Once again Hausner is fair she does not film the world in black and white but in grey flecked with colours. Those people around Rita are not meant to be bad. They are simply anal, limited by pettiness. The point is also made beautifully in the film by the repetition of a scene where the father gets angry because Rita has not replaced the lid on the toilet after using it.

Similarly, the school Rita attends is hardly a where Rita goes is hardly the repressive hell hole, of a repressed teenager, in fact Rita takes advantage of the understanding of her teachers to skip school. Indeed the general aura of the school is not one of repression but of quiet efficiency. Maintaining a recession economy of dialogue, Hausner does not allow us any real insight into her characters, they are peripheral, perhaps, because, they are so for Rita. Also she is not erratic in her characterisation; one of the most ebullient characters is an otherwise drab band of people is a nun/teacher. When asked about the luminous presence of this nun, Hausner replied that she too was surprised by it. In fact, Hausner explained that most of the characters in the film were not cast by an agent, but by chance, they got the part by being at the right place at the right time and saying yes. You would not think it to watch Lovely Rita but when confronted by this it is a little disconcerting. Hausner said that she wanted the film to have a life of its own that she likes the uncertainty the element of surprise and this carries over into the final version as well.
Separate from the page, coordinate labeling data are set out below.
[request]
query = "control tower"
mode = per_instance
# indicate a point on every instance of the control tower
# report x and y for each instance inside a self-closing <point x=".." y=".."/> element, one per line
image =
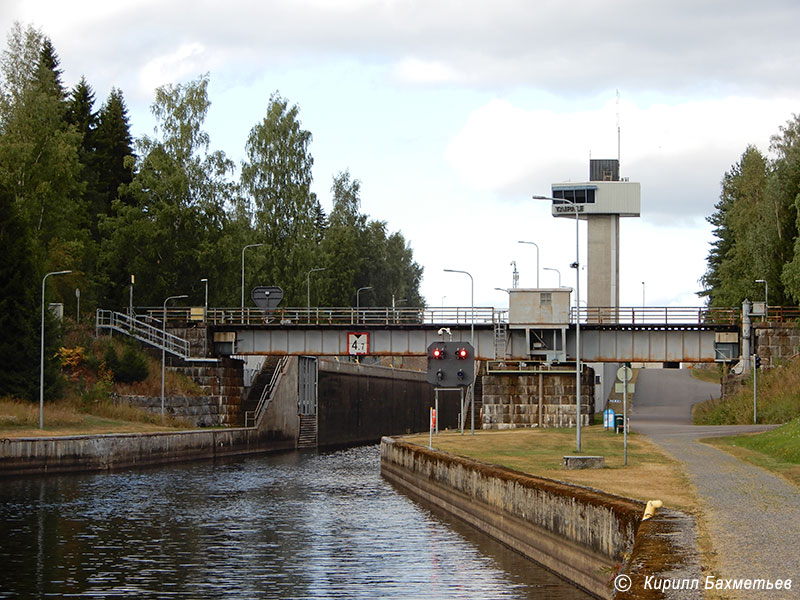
<point x="601" y="201"/>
But Hausner had one thing clear from the beginning. Rita had to be a girl. Growing up in Austria, she left the pressure of being a lady; she did not want Rita to be a lady. Again it is surprising that this should be still be an issue today, as it seems like the décor, to be left over from the seventies. However, Hausner when interviewed, did make the point that very few daughters kill their parents and that this fascinated her and made her all the more set on a female protagonist. But how convincing is Rita, surely even the Austrian suburbs have seen the likes of girl power.

But Hausner is not interested in realism. When asked about the probability of someone like Rita today, Hausner makes the point that she wanted Rita to be a condensed version of how things are a sharpened reality. And in a way all film is just that. Hausner is right in that there is not total realism in art. However, the ambiguity in Lovely Rita makes it an alienating film. Hausner has created a highly critical film, where she attacks a society bogged down by its own lack of imagination and courage, but like her protagonist her views are adolescent and unforgiving.

Lovely Rita is nonetheless an excellent film, most of all because it puts into sharp relief the problems of our time, which though less exciting than those of our parents are perhaps of a deeper more insidious nature.

Lovely Rita is playing in select theatres in London this winter.